Reading challenge book 4 – a book with one-word title

Hiroshima, by John Hersey

Amazon link here.

In my last review, I wrote that Gods of Metal was published to commemorate the 70-year anniversary of the nuclear bombing of Hiroshima. This book was similarly published by Penguin. Hiroshima was originally published by the New Yorker in August 1946 as an extended article which comprised the full content of that edition. It describes the experiences of 6 Japanese citizens who lived in Hiroshima, both immediately after the bombing and in later days and months. There is no explicit social commentary; the description of their experiences is enough.

There can be a risk that narratives of atrocities edge into tragiporn territory, but for me, this wasn’t an issue with Hiroshima. I remember discussing the bombings in GCSE History and blithely noting that fewer people were killed in the bombings at Hiroshima and Nagasaki than in certain other battles at the time. Taking a numbers point of view (my speciality), the reduction in loss of life appeared to justify the bombs’ use.

Now, I’m not sure that I would entirely discard that conclusion. I can however at least recognise it as being simplistic.

What horrified me about these recollections?

The people’s ignorance of what was happening. The Japanese people didn’t know what a nuclear bomb was, didn’t understand what had happened (although the USA subsequently broadcast their use of nuclear weapons, the Japanese government attempted to cover this up), didn’t know about radiation sickness. Survivors revisited the city centre because they didn’t know not to.

From having done a little reading into this, my understanding is that individual scientists at Los Alamos knew that radiation sickness was a likely consequence of the bomb – they took protective measures for personnel observing the first test of the plutonium bomb. But no one took the leap that this could be either a strategic application or an undesirable outcome of using the bomb, and therefore this was probably not raised with more senior personnel (e.g. Truman). This is possibly understandable in the context of the extreme secrecy and compartmentalisation at Los Alamos, but remains horrifying.

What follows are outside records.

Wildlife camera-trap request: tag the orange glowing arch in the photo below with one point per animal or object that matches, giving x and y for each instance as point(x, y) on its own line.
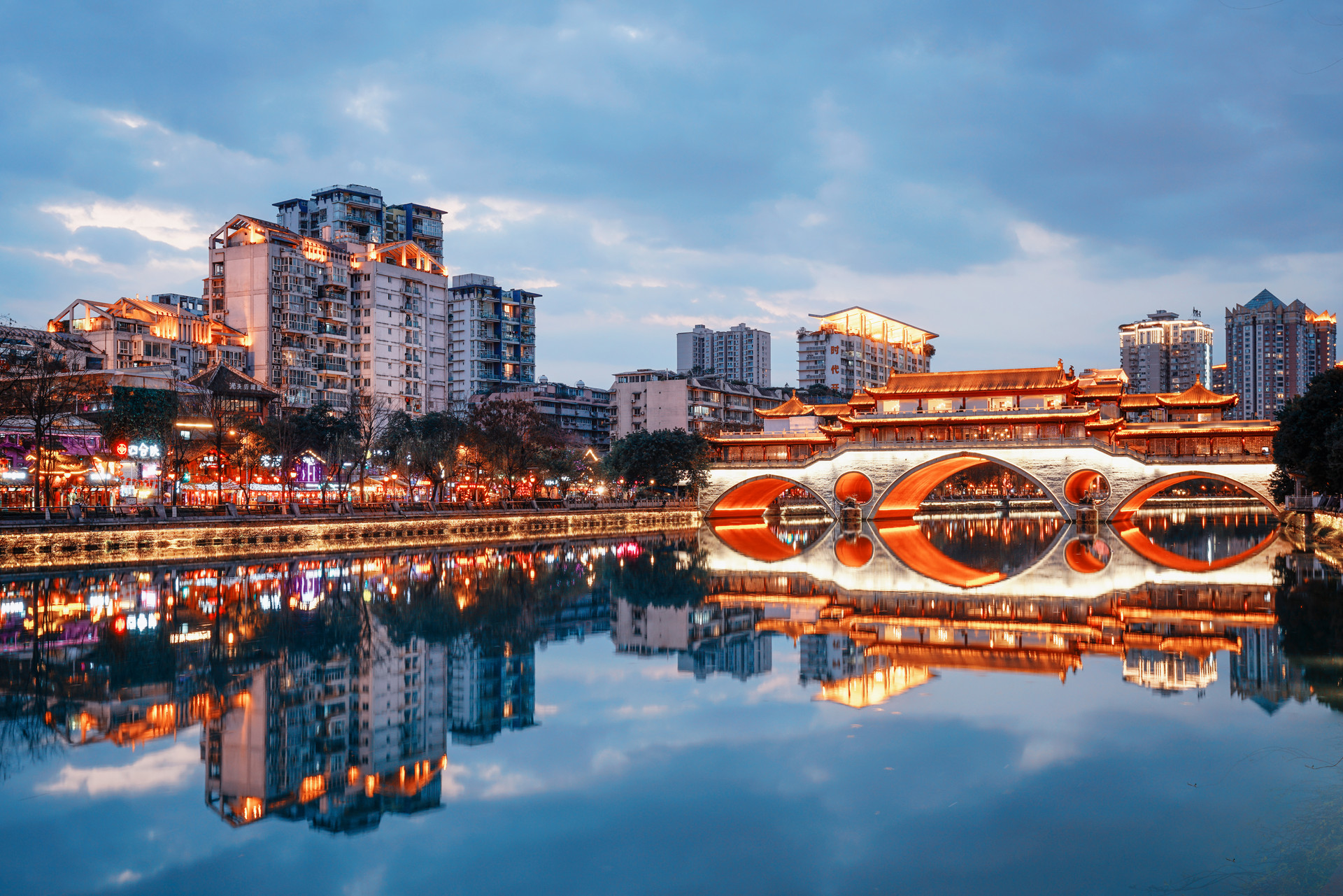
point(909, 490)
point(1134, 502)
point(1149, 550)
point(754, 539)
point(855, 554)
point(853, 485)
point(907, 541)
point(753, 497)
point(1083, 481)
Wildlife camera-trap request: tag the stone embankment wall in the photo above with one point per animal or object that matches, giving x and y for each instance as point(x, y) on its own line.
point(67, 547)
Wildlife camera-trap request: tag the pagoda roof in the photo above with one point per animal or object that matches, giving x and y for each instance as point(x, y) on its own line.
point(1018, 379)
point(1100, 392)
point(793, 407)
point(1197, 395)
point(1204, 427)
point(222, 378)
point(770, 439)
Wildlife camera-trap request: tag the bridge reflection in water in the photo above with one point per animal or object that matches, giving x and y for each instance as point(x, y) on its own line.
point(879, 610)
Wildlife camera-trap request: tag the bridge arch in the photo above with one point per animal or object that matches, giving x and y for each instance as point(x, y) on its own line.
point(1149, 550)
point(906, 539)
point(904, 496)
point(751, 497)
point(1138, 497)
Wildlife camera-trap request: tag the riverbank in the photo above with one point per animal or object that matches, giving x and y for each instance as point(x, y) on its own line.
point(150, 543)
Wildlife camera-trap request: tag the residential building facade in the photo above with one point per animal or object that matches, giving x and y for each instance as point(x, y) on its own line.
point(493, 338)
point(649, 399)
point(737, 354)
point(1166, 353)
point(401, 341)
point(357, 214)
point(1274, 351)
point(576, 410)
point(856, 348)
point(166, 329)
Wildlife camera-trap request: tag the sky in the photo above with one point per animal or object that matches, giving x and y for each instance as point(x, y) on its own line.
point(1017, 178)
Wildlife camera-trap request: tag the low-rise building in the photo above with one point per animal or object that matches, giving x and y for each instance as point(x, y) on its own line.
point(164, 329)
point(856, 348)
point(576, 410)
point(649, 399)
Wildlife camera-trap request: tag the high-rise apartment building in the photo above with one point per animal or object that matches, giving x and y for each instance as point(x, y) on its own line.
point(853, 348)
point(1274, 351)
point(329, 321)
point(737, 354)
point(399, 305)
point(1166, 353)
point(357, 214)
point(493, 339)
point(648, 399)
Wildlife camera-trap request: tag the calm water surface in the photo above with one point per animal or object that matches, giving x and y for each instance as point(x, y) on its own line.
point(775, 709)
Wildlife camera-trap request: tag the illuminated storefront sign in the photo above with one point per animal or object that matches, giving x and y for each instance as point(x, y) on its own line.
point(138, 450)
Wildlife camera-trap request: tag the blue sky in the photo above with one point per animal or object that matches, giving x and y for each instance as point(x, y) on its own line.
point(1017, 178)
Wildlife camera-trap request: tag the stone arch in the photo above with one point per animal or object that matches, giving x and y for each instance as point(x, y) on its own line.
point(751, 497)
point(907, 541)
point(755, 539)
point(904, 496)
point(1149, 550)
point(1135, 500)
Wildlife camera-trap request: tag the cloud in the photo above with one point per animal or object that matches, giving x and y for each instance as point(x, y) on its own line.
point(173, 226)
point(163, 770)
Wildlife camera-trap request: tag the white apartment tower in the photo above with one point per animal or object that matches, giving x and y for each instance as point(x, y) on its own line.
point(493, 338)
point(1166, 354)
point(737, 354)
point(334, 321)
point(357, 214)
point(287, 294)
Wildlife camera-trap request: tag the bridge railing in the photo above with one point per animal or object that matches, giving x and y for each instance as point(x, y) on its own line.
point(979, 445)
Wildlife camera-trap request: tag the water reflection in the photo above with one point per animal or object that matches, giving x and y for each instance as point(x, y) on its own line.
point(337, 691)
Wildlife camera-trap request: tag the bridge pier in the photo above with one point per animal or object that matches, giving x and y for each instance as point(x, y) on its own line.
point(892, 480)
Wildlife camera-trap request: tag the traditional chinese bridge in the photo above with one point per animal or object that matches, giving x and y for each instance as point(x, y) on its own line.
point(888, 448)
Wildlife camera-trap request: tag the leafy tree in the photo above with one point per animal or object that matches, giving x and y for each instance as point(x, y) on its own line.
point(1309, 437)
point(512, 439)
point(661, 457)
point(425, 446)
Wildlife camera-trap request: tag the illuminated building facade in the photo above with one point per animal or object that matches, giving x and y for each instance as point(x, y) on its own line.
point(1274, 351)
point(493, 340)
point(401, 318)
point(737, 354)
point(334, 322)
point(357, 214)
point(163, 331)
point(578, 410)
point(856, 348)
point(289, 296)
point(649, 399)
point(1166, 354)
point(1020, 405)
point(489, 690)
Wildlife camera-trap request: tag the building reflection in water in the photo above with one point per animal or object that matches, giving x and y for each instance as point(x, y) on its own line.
point(705, 640)
point(328, 691)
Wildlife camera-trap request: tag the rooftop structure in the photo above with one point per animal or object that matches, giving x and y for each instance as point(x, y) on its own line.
point(1274, 351)
point(855, 348)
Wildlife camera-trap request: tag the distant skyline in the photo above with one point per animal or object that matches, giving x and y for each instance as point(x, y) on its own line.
point(1020, 180)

The destruction of medical facilities and death of medical personnel. Ground zero for the Hiroshima bombing was a hospital (I don’t think this was deliberate, bombers’ ability to strike a pinpointed target at the time was limited), 65 of 150 doctors in the city were killed in the initial detonation and most of the rest were wounded, and there are similar statistics for nurses. The horror of the wounds suffered by the people – skin sloughing off to the touch, etc. – is heightened by the lack of available medical assistance.

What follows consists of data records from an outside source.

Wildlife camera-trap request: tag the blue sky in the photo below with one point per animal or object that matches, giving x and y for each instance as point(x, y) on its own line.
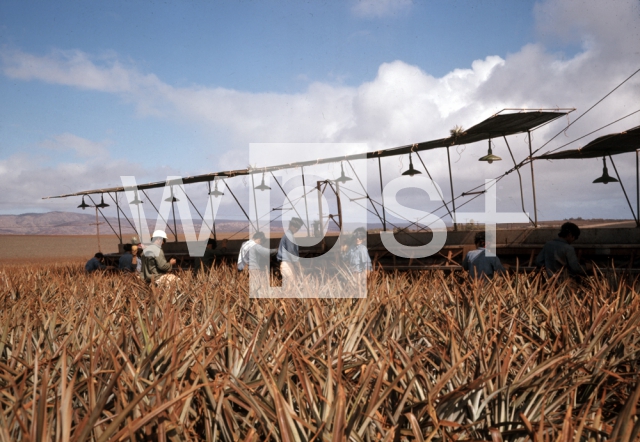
point(94, 90)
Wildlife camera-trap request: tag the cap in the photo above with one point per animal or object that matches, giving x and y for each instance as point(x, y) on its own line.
point(159, 234)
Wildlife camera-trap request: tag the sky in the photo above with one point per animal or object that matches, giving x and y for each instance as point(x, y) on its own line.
point(92, 91)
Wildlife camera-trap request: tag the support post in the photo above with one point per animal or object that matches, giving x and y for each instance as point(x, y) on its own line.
point(453, 200)
point(122, 212)
point(384, 214)
point(306, 208)
point(98, 231)
point(339, 204)
point(239, 205)
point(157, 211)
point(635, 218)
point(255, 202)
point(533, 183)
point(118, 212)
point(213, 217)
point(173, 211)
point(319, 187)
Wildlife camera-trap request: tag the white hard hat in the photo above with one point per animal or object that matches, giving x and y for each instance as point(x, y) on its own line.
point(159, 234)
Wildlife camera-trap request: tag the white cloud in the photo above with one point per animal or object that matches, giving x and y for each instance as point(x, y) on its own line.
point(404, 104)
point(81, 146)
point(379, 8)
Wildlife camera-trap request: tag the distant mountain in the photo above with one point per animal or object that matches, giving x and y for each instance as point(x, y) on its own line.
point(70, 223)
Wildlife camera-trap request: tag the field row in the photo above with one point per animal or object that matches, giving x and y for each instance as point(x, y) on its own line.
point(426, 356)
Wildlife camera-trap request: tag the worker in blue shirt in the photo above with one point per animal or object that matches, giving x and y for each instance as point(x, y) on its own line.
point(288, 254)
point(478, 264)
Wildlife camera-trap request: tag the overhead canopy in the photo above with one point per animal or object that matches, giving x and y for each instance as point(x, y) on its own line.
point(611, 144)
point(497, 125)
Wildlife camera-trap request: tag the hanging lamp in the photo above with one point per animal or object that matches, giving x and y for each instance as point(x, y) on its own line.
point(490, 157)
point(136, 201)
point(343, 178)
point(411, 171)
point(262, 185)
point(83, 205)
point(215, 192)
point(605, 178)
point(172, 198)
point(102, 204)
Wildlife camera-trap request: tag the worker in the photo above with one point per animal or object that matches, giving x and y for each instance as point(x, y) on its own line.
point(253, 254)
point(155, 267)
point(478, 264)
point(288, 254)
point(559, 253)
point(125, 263)
point(136, 251)
point(356, 254)
point(95, 263)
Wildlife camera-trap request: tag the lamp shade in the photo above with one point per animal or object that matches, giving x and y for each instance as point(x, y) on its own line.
point(343, 178)
point(262, 186)
point(605, 178)
point(490, 157)
point(411, 171)
point(83, 205)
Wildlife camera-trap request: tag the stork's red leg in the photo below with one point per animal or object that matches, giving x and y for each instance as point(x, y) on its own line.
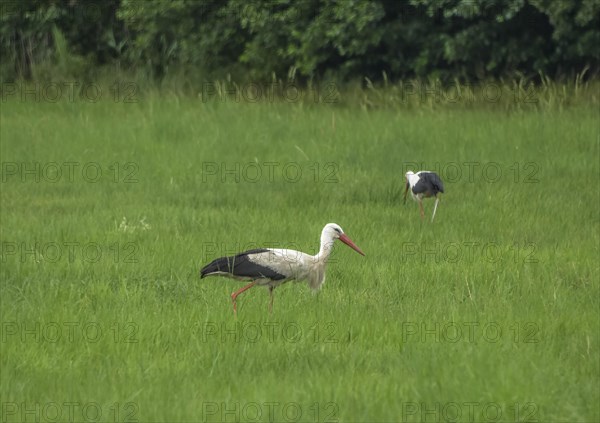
point(271, 299)
point(238, 292)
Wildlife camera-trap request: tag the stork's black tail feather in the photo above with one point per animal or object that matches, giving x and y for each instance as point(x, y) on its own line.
point(235, 265)
point(222, 264)
point(435, 181)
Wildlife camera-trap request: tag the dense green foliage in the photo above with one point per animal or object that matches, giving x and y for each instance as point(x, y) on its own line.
point(344, 39)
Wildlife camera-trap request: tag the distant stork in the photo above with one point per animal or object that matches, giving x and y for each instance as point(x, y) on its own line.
point(424, 184)
point(272, 267)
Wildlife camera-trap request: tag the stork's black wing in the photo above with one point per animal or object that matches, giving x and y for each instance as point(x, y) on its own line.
point(242, 266)
point(429, 182)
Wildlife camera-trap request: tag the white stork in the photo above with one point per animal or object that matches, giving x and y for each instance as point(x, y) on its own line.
point(272, 267)
point(424, 184)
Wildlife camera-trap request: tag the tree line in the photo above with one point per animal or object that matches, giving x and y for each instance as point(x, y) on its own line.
point(301, 40)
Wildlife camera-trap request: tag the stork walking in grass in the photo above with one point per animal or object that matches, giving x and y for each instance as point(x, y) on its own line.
point(424, 184)
point(272, 267)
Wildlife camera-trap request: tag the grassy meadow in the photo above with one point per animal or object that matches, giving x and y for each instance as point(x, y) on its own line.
point(109, 210)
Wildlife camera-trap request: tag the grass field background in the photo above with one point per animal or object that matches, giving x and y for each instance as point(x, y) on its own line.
point(489, 314)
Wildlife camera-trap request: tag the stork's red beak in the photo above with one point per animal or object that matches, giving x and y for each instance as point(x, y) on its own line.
point(344, 238)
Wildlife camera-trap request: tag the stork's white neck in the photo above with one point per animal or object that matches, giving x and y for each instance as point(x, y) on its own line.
point(326, 248)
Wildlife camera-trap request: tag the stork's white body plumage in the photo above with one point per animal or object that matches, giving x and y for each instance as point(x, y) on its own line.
point(424, 184)
point(273, 266)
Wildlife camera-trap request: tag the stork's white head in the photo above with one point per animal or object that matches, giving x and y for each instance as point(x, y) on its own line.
point(333, 231)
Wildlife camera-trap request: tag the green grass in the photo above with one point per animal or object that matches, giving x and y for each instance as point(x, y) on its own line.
point(511, 262)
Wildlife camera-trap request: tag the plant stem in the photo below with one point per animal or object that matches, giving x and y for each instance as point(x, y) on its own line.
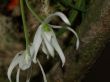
point(24, 24)
point(33, 13)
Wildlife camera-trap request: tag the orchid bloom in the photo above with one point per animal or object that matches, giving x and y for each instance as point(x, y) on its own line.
point(45, 37)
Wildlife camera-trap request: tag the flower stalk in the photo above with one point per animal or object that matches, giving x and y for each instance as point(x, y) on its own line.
point(24, 26)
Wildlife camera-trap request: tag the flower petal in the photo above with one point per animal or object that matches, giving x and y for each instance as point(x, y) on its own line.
point(17, 76)
point(47, 42)
point(13, 64)
point(37, 42)
point(44, 49)
point(61, 15)
point(77, 43)
point(58, 49)
point(23, 64)
point(43, 73)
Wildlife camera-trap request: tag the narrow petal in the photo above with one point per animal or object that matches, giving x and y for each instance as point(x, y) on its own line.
point(17, 76)
point(47, 42)
point(43, 73)
point(13, 64)
point(44, 49)
point(58, 49)
point(61, 15)
point(77, 43)
point(23, 64)
point(37, 42)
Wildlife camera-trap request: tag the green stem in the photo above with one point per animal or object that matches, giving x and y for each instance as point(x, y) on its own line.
point(32, 11)
point(24, 24)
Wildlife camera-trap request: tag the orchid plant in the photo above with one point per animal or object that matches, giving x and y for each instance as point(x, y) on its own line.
point(44, 38)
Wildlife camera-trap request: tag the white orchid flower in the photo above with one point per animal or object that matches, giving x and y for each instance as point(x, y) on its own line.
point(46, 37)
point(19, 59)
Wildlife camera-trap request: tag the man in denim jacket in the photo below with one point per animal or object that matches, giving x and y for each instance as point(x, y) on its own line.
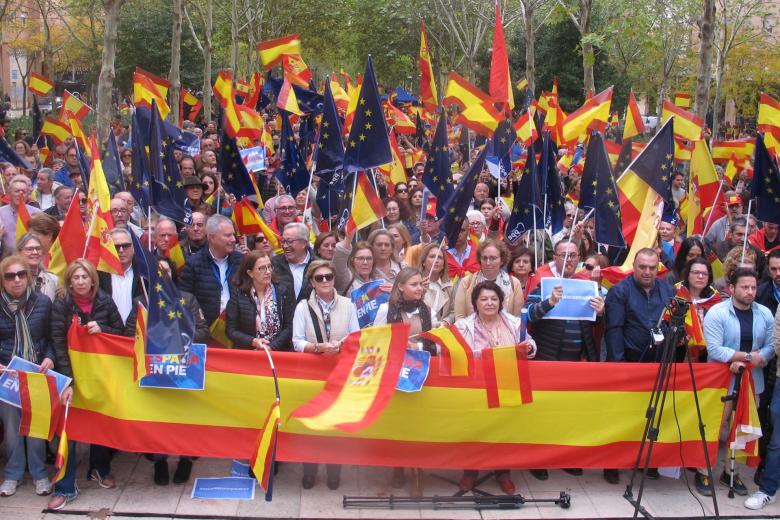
point(739, 332)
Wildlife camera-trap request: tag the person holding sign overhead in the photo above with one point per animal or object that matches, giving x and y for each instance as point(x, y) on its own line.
point(490, 326)
point(320, 323)
point(564, 339)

I would recommend this book to anyone. We live in a nuclear age, and I would argue that the use of nuclear weapons is glamorised through countless portrayals of nuclear threats and detonations in books and movies. I think it’s worth remembering what hundreds of thousands of Japanese people suffered in the wake of the Hiroshima and Nagasaki bombings. This is probably a pretty mawkish point of view, but in the UK we regularly celebrate the end of World War II; I think it’s important to take a clear-eyed look at the cost of the cessation of hostilities in the Pacific region.